Uji klinik adalah tes untuk mengevaluasi efektivitas dan keamanan obat atau alat medis
dengan memantau efek mereka pada sekelompok besar orang. Uji klinik adalah salah satu
tahapan akhir dari proses penelitan yang panjang dan hati-hati. Ada empat jenis uji klinik
yang dapat dilakukan:
Uji coba pengobatan baru (seperti obat baru, pendekatan baru untuk operasi atau
terapi, kombinasi baru dari perawatan, atau metode baru seperti terapi gen).
Uji coba pencegahan dengan pendekatan baru, seperti obat-obatan, vitamin, mineral,
atau suplemen lain yang dipercaya dapat menurunkan risiko penyakit tertentu.
Uji coba tes skrining baru untuk menemukan penyakit, terutama pada tahap awal.
Uji coba peningkatan kualitas hidup (juga disebut percobaan perawatan pendukung)
mengeksplorasi cara untuk meningkatkan kenyamanan dan kualitas hidup bagi pasien.

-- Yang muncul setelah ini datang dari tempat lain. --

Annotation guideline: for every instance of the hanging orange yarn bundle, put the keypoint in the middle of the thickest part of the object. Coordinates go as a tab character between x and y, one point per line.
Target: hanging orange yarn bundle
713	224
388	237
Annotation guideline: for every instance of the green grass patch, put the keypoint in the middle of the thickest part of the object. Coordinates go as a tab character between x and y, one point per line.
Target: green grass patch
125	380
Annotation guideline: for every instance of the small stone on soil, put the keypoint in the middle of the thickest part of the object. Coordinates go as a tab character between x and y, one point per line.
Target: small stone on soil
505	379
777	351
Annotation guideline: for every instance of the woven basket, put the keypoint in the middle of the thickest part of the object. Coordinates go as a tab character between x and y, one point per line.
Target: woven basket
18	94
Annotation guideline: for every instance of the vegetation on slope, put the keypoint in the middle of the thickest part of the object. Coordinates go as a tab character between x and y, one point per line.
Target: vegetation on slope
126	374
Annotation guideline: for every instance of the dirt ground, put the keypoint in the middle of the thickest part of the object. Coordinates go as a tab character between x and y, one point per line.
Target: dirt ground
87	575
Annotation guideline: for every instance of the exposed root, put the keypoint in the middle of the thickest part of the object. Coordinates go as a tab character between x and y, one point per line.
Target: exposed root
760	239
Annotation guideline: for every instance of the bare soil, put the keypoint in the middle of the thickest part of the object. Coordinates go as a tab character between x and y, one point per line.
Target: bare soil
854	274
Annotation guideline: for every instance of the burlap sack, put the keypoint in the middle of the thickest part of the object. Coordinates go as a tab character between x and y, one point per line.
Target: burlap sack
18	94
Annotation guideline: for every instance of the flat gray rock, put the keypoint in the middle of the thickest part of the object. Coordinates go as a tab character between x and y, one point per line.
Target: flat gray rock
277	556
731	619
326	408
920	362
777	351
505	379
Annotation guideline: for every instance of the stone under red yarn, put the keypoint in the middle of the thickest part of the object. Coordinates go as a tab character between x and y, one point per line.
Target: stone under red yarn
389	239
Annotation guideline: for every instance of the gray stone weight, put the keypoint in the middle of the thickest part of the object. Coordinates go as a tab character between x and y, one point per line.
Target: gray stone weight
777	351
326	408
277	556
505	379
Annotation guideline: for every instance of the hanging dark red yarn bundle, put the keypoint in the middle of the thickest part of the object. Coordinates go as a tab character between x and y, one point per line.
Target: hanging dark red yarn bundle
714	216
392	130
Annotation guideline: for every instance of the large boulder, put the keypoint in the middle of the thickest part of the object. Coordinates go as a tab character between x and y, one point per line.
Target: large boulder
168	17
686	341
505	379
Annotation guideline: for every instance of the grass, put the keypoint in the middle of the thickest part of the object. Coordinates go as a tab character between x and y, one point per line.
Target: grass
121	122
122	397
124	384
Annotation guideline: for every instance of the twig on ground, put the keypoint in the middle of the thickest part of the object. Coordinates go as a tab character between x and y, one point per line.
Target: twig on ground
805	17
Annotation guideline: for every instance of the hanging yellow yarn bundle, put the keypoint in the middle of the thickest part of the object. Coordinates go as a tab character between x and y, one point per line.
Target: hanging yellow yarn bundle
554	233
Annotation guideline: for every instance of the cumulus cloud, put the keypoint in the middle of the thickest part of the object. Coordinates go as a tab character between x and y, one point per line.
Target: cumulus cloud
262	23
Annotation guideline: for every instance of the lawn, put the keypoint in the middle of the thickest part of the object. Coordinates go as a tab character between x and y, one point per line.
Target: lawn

Sebagian besar uji klinik yang melibatkan pengujian obat baru berlangsung dalam
serangkaian langkah-langkah teratur yang disebut fase. Hal ini memungkinkan peneliti untuk
bertanya dan menjawab pertanyaan dengan cara yang menghasilkan informasi yang dapat
dipercaya tentang obat dan keselamatan pasien.
UJI KLINIS
Uji klinis merupakan penelitian eksperimental terencana yang dilakukan pada
manusia, pada uji klinis peneliti memberikan perlakuan atau intervensi pada subyek
penelitian, kemudian efek perlakuan tersebut diukur dan dianalisis. Bila dibandingkan dengan
study observasional, uji klinis mempunyai kapasitas yang lebih tinggi dalam menerangkan
hubungan sebab akibat. Dalam rancangan ini pula, pariabel perancu dapat dikontrol dengan
baik.
Uji klinis sering dilaksanakan untuk membandingkan satu jenis pengobatan dengan
pengobatan lainnya. Dalam arti kata yang luas, pengobatan dapat berarti medikamentosa,
perasat bedah, terapi psikologis, diet, akupuntus, pendidikan atau intervensi kesehatan
masyarakat dan lain-lain. Uji klinis ini telah dikenal dalam penelitian kedokteran sejak 50
tahun yang lalu, dan kini makin menjadi penting dengan kemajuan teknologi kedokteran.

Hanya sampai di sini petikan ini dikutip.